Были в ее жизни и трупы на улицах, и засыпанные обломками домов живые и мертвые. Она сама умирала от чахотки, Смерть столько раз являлась к ней, нашептывая соблазнительные слова… «Я пришла к этому циклу уже во всеоружии сценического и вокального мастерства, имея за плечами 15 лет работы на сцене и большой жизненный опыт: мне было о чем рассказать публике».
Выступление Г. Вишневской и М. Ростроповича с этим произведением сохранилось в записи, и ее можно найти и посмотреть.
В то время, когда Галина репетировала «Песни и пляски смерти», Дмитрий Дмитриевич Шостакович закончил вокальный цикл «Сатиры» на стихи Саши Черного
[117] для сопрано в сопровождении фортепьяно. Первый раз он решился показать свое новое творение Мстиславу и Галине, для чего и пригласил их к себе летом 1960 года. Исполнял, разумеется, один, пел, аккомпанируя себе на рояле. Сочинение он посвятил Галине Вишневской, ей и предстояло исполнить его на публике.
Интересно, знал ли Шостакович, что Вишневская начинала как опереточная и эстрадная певица? Если не знал, значит, так гениально угадал; во всяком случае, сам признавался, что писал в расчете на ее голос.
Оставалось пробиться с этим шедевром на сцену. Саша Черный озаглавил цикл «Потомки», а писал он его до революции, стало быть? делал далекий прицел. Опять же? добавьте сам жанр – куплеты, неважно, что они исполняются оперным голосом, все равно – эстрада, критика. А против кого критика – против нашей же распрекрасной советской власти.
«Наши предки лезли в клети
И шептали там не раз:
«Туго, братцы, видно, дети
Будут жить вольготней нас».
Дети выросли, и эти
Лезли в клети в грозный час
И шептали: «Наши дети
Встретят солнце после нас».
Нынче, так же, как вовеки,
Утешение одно:
«Наши дети будут в Мекке,
Если нам не суждено».
Что это, если не пресловутое коммунистическое завтра?
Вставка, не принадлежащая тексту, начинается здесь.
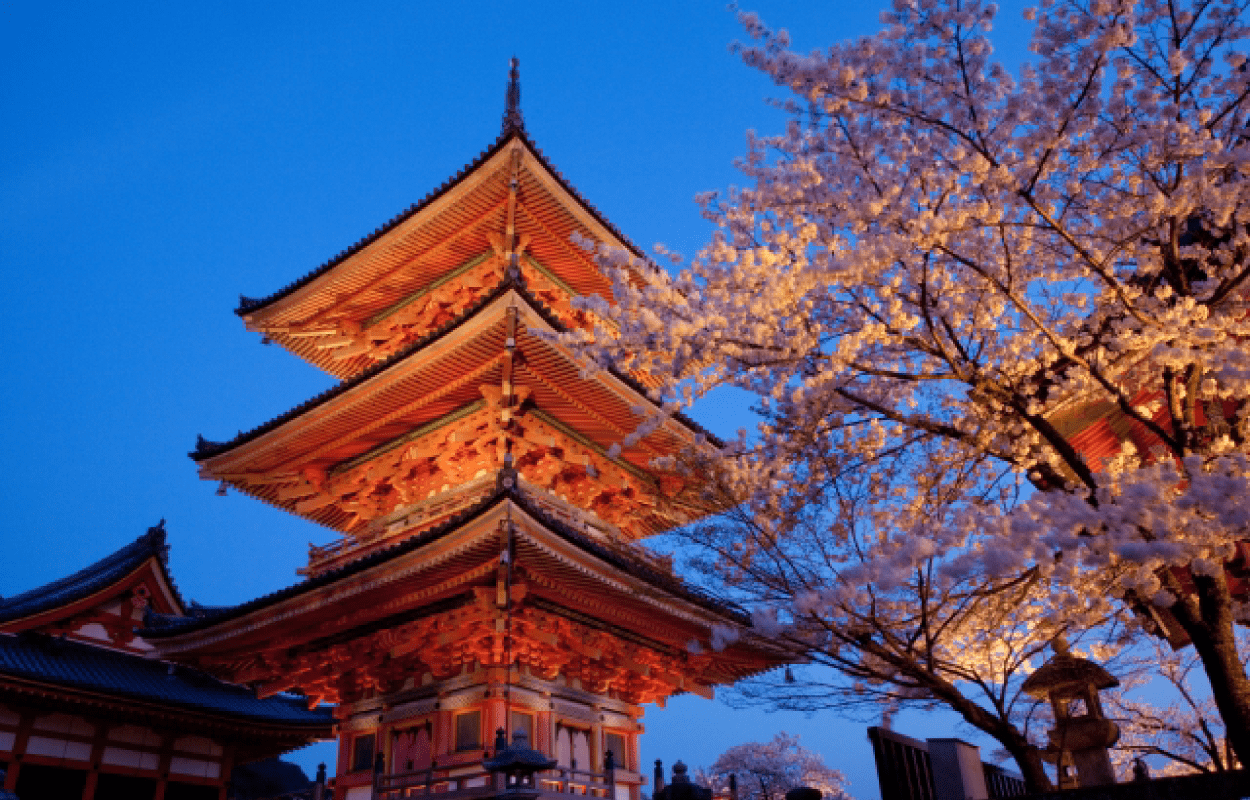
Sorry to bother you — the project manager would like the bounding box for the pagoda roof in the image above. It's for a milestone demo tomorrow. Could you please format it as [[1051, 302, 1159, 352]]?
[[0, 520, 185, 631], [235, 125, 645, 316], [0, 631, 334, 736], [198, 276, 724, 463], [191, 278, 716, 538], [238, 123, 658, 378], [140, 481, 750, 640], [143, 470, 789, 703]]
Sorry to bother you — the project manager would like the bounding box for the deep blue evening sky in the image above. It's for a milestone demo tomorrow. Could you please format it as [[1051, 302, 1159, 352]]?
[[0, 0, 1023, 799]]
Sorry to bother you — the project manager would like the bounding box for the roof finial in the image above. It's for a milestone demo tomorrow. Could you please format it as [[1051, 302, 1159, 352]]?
[[504, 55, 525, 134]]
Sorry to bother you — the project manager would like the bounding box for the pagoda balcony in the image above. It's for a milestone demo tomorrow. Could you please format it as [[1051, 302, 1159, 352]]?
[[373, 765, 643, 800], [298, 473, 673, 576]]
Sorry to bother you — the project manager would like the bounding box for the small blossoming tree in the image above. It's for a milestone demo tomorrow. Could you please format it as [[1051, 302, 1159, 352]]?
[[695, 731, 850, 800]]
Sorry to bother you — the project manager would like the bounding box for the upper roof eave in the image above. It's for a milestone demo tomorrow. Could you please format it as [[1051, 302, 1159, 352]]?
[[235, 124, 645, 318], [197, 278, 723, 464]]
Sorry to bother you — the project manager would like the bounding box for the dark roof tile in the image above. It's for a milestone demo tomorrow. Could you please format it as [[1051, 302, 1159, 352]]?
[[140, 481, 749, 639], [0, 520, 185, 623], [0, 631, 334, 728]]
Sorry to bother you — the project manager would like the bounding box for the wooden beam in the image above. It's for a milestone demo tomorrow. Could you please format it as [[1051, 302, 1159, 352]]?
[[362, 250, 495, 330], [326, 400, 486, 478]]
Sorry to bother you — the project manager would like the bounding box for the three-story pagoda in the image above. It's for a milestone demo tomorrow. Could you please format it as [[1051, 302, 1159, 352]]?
[[143, 60, 784, 800]]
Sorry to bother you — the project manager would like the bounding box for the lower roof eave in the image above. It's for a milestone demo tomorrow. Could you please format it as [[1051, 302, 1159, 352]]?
[[0, 673, 336, 741]]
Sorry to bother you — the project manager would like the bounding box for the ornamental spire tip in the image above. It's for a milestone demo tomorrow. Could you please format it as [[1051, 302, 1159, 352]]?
[[503, 55, 525, 135]]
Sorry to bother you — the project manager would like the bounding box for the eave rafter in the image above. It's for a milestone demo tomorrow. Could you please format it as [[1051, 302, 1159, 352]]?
[[200, 583, 723, 705]]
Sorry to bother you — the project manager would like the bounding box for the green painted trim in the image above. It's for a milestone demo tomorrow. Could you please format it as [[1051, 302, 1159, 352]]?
[[329, 400, 486, 475], [529, 409, 655, 488], [365, 250, 495, 328], [525, 255, 578, 298]]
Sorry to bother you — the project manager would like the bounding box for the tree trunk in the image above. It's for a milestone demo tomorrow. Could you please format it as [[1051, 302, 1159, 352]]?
[[929, 675, 1055, 794], [1004, 743, 1055, 793], [1171, 573, 1250, 766]]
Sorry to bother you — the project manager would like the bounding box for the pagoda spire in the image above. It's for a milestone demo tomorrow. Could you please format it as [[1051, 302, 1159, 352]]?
[[503, 55, 525, 135]]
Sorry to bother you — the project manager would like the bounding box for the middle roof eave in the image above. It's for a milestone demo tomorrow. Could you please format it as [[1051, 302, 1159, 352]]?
[[140, 485, 750, 651], [189, 278, 720, 464]]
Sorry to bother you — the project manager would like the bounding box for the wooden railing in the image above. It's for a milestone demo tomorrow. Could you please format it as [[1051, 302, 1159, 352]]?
[[374, 766, 616, 800]]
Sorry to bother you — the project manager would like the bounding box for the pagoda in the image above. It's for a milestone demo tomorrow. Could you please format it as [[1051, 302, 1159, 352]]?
[[143, 59, 786, 800]]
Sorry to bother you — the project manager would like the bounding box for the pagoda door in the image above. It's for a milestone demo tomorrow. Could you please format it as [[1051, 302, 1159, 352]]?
[[555, 725, 590, 770], [555, 725, 573, 769], [391, 725, 430, 774], [569, 729, 593, 770]]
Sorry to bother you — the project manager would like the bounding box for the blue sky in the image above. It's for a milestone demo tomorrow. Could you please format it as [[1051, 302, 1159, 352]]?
[[0, 0, 1023, 799]]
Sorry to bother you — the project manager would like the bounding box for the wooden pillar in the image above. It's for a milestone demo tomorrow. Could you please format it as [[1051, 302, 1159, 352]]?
[[530, 710, 555, 758], [431, 703, 455, 764], [481, 686, 513, 750], [590, 705, 604, 773], [4, 713, 35, 791], [334, 725, 351, 800], [218, 745, 235, 800], [153, 734, 174, 800], [83, 723, 109, 800]]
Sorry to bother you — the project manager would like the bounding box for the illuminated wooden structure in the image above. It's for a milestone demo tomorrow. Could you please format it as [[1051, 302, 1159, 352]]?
[[144, 63, 784, 800], [0, 526, 334, 800], [1050, 385, 1250, 650]]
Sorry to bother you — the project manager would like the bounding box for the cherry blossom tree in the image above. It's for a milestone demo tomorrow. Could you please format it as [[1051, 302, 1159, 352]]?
[[676, 435, 1123, 790], [695, 731, 850, 800], [1104, 631, 1246, 776], [564, 0, 1250, 776]]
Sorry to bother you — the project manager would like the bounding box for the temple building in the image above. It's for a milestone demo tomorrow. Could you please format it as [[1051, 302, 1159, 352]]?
[[141, 60, 786, 800], [0, 525, 334, 800]]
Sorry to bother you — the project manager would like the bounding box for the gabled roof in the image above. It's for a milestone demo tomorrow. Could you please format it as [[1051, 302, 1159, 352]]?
[[0, 633, 334, 735], [140, 470, 750, 640], [0, 520, 185, 624]]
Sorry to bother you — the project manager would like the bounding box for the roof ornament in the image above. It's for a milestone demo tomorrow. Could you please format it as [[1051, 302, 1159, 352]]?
[[501, 55, 525, 136]]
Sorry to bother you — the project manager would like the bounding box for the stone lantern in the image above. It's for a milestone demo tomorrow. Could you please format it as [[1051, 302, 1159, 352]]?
[[651, 760, 711, 800], [1023, 638, 1120, 789], [481, 728, 556, 800]]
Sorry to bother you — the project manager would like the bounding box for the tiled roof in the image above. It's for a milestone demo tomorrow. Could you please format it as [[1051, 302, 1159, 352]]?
[[189, 276, 723, 461], [0, 520, 185, 623], [0, 631, 334, 729], [235, 124, 645, 316], [140, 478, 749, 639]]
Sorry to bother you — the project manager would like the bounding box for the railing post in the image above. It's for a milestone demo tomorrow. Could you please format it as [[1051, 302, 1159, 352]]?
[[371, 753, 386, 800], [313, 764, 325, 800], [604, 750, 616, 800]]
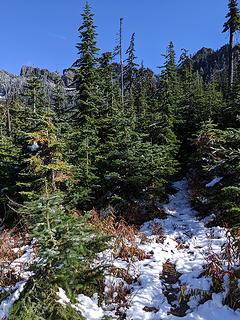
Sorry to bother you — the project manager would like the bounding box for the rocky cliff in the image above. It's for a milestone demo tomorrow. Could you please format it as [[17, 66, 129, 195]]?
[[0, 66, 75, 105]]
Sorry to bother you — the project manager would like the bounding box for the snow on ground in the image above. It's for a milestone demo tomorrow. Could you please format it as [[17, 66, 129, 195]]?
[[88, 179, 240, 320], [206, 177, 223, 188], [57, 288, 104, 320], [0, 240, 36, 320]]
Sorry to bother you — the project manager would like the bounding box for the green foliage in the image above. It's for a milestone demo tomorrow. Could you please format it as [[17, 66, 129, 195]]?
[[10, 193, 105, 319], [194, 122, 240, 226]]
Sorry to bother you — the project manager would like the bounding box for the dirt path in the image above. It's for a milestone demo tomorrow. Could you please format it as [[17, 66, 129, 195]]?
[[98, 179, 240, 320]]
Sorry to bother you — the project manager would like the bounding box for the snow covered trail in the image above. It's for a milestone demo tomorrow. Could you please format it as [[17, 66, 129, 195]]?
[[97, 179, 240, 320]]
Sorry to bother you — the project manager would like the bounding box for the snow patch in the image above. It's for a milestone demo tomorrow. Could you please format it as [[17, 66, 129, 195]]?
[[205, 177, 223, 188]]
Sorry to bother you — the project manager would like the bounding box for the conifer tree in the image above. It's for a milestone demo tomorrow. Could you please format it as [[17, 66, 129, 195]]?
[[223, 0, 240, 87], [68, 3, 101, 209], [124, 33, 138, 92], [73, 3, 99, 126]]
А дальше еще хлеще:
«Даже сроки предсказали —
Кто лет двести, кто пятьсот,
А пока лежи в печали
И мычи, как идиот».
Или вот это:
«А потомки? Пусть потомки,
Исполняя жребий свой
И кляня свои потемки,
Лупят в стенку головой».
Ничего бы не получилось, стихи Саши Черного хоть и напечатаны в советском издании и, следовательно, прошли цензуру, а все равно крамольные, но тут Вишневской пришла гениальная идея: назвать цикл «Картинки прошлого». Фурцева, скорее всего, в праведность такой компании как Шостакович, Ростропович и Вишневская, да еще и с Сашей Черным впридачу, не поверила, но и под каким предлогом отказать, не нашла. Премьера состоялась 22 февраля 1961, первое отделение «Песни и пляски смерти», второе – 5 романсов Прокофьева на стихи Анны Ахматовой и, наконец, «Картинки прошлого».
«Когда я запела «Потомки», я увидела, как замерли в напряжении сидящие в зале люди. Это было уже после разоблачения сталинских и бериевских преступлений, и стихи били прямо в цель.
«Я, как филин, на обломках
Переломанных богов…»
Одни боги свергнуты, но другие уже заняли их места. Когда я закончила, в зале поднялся не крик, а рев – требовали повторения, и мы повторили. А после окончания всего цикла публика не хотела уходить, и мы целиком исполнили его еще раз».